Understanding the Challenge
Pharmaceutical company GSK is exploring how generative AI can improve healthcare, particularly in areas like drug discovery and genomic analysis. However, a significant issue persists: hallucinations, where AI generates incorrect information. This is a serious concern in healthcare, as errors can lead to dangerous outcomes. GSK is addressing this problem not just during the training of AI models, but also at the time they are used in real-world applications.
Key Strategies Employed
- GSK focuses on inference-time strategies to reduce hallucinations, such as self-reflection and multi-model sampling.
- Self-reflection allows AI to critique its own responses, leading to clearer and more accurate information.
- Multi-model sampling involves using different AI models or settings to cross-check results, enhancing reliability.
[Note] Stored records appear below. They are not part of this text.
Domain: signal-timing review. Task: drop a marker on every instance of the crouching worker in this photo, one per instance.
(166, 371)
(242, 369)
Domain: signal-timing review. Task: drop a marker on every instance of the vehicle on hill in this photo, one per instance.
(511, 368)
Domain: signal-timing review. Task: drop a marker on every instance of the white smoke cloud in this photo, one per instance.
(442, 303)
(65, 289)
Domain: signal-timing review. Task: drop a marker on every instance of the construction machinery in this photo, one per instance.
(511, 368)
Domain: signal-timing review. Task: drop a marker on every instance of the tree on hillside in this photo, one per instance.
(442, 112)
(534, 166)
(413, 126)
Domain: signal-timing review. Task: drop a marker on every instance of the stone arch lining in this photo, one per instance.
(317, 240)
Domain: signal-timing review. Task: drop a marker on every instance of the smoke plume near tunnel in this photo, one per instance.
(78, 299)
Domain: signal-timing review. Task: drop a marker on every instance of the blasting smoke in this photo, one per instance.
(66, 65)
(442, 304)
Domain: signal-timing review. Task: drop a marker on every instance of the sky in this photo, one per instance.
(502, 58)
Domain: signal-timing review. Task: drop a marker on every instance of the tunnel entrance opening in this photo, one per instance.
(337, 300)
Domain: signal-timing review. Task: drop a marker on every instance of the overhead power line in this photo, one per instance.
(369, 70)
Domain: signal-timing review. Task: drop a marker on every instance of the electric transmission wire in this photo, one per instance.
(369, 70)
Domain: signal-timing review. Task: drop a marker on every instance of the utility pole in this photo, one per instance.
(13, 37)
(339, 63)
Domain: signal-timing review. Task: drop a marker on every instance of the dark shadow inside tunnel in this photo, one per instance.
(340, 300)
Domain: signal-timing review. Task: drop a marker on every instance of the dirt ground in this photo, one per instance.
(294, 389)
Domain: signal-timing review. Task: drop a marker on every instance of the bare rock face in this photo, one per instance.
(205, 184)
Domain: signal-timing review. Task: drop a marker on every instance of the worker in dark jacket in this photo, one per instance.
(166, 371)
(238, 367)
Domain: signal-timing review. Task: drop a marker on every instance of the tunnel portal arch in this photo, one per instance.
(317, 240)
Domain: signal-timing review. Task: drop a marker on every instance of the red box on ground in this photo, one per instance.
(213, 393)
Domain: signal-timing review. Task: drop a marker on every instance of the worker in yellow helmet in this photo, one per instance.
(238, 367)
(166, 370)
- GSK highlights the importance of scaling computational resources to support these advanced techniques, which is essential for healthcare applications.
Why This Matters
GSK’s innovative strategies are not just about improving their own AI systems; they serve as a model for the entire industry. As healthcare increasingly relies on AI, ensuring accuracy and efficiency is crucial. GSK’s approach addresses the pressing need for reliable AI solutions in high-stakes environments. Their work could lead to significant advancements in drug discovery and patient care, ultimately benefiting the healthcare sector as a whole.